CHAGOS : Londres protégé des révélations de Wikileaks

Les démarches initiées par le Groupe des Réfugiés des Chagos devant la Haute Cour de Londres pour un retour dans son archipel natal a subi hier un autre sérieux revers sur le plan judiciaire. Londres a obtenu la garantie “tous les risques” que les révélations contenues dans la série de câbles diplomatiques avec Washington sur la base nucléaire de Diego Garcia ne pourront être utilisées sous quelque forme que ce soit dans des revendications de souveraineté territoriale.
Ce jugement en faveur du Foreign Secretary britannique, Geoffrey Hague, interdisant de faire état de la teneur de ces correspondances diplomatiques, a été émis par le Lord Justice Richards et Mr Justice Miting dans le cadre du procès instruit par Olivier Bancoult du Groupe des Réfugiés des Chagos pour contester la création d’un Marine Protected Area aux Chagos, exception faite pour la base nucléaire de Diego Garcia. La principale raison avancée par la Haute Cour de Londres pour déclarer irrecevables comme preuves ces communications entre Londres et Washington sur les Chagos, en particulier la base de Diego Garcia, est qu’un tel recours constitue un « breach of diplomatic privileges ». L’article 24 de la Convention de Vienne stipule que « the archives and documents of the mission shall be inviolable at any time and wherever they may be ».
C’était la position adoptée par le gouvernement britannique pour réclamer que les preuves irréfutables sous forme de Wikileaks Cables soient décrétées irrecevables.
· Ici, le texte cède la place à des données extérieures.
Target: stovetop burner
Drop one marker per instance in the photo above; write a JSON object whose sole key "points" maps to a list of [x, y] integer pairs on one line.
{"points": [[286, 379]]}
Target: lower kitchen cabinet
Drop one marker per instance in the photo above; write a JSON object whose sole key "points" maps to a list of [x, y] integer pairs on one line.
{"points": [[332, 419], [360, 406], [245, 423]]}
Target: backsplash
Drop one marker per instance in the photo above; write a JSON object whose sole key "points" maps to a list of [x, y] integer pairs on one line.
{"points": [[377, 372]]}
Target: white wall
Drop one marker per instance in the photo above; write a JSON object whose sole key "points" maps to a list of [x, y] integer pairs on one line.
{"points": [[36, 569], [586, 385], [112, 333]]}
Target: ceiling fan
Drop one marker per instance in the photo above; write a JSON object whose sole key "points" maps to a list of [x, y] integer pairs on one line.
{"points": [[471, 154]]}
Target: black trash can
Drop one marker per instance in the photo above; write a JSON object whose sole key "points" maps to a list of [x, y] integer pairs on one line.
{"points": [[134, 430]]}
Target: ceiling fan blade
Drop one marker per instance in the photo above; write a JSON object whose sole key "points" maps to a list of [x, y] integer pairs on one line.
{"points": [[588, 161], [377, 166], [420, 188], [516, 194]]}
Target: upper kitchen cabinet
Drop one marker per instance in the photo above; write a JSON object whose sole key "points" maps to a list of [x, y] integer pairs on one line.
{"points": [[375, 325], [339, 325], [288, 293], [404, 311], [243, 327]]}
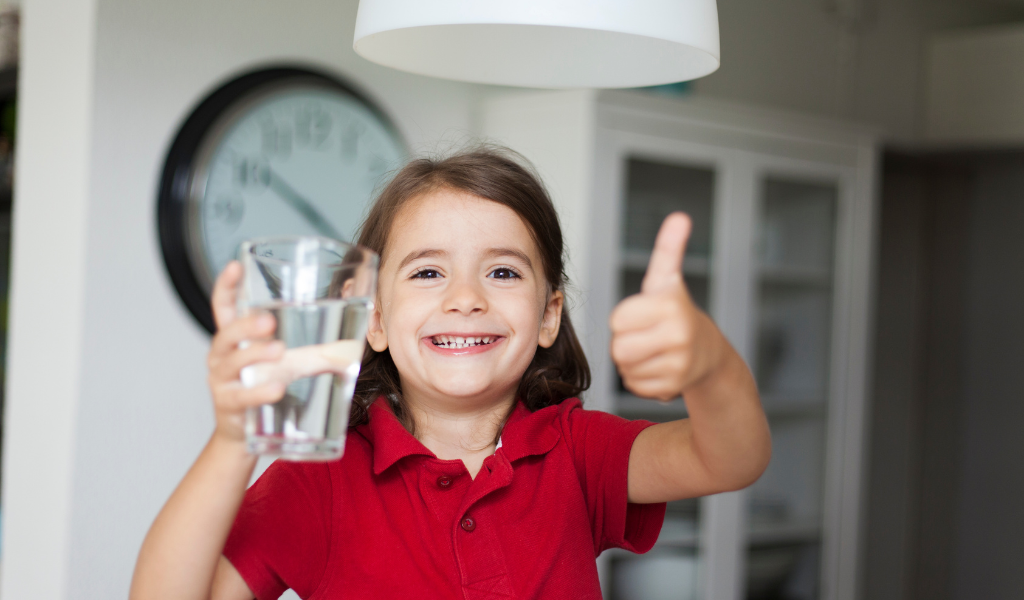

Jusqu’ici, Londres a adopté une politique de « Neither Confirm Nor Deny » (NCND) par rapport aux détails de ces documents diplomatiques, ayant fait l’objet de publication dans le monde entier. Steven Kovats (QC), conseil du Foreign Office, s’est appesanti sur le fait que « the Diplomatic Privileges Act 1964, which incorporates the 1961 Vienna Convention on Diplomatic Relations into domestic law, means the alleged cable, or copies of it held by newspapers, were inadmissible in evidence ».
Toutefois, ce dernier ruling de la Haute Cour de Londres est en nette contradiction avec d’autres cas où des documents diplomatiques dans la série Wikileaks ont été soumis à des instances judiciaires internationales. Dans son édition du jour au sujet de l’affaire des Chagos, le quotidien britannique, The Guardian, souligne que « the case is the first one resulting from the leak of classified US cables in which UK officials had been ordered to appear. Wikileaks material has been deemed admissible in other cases, notably the UN-backed special court for Sierra Leone in The Hague ».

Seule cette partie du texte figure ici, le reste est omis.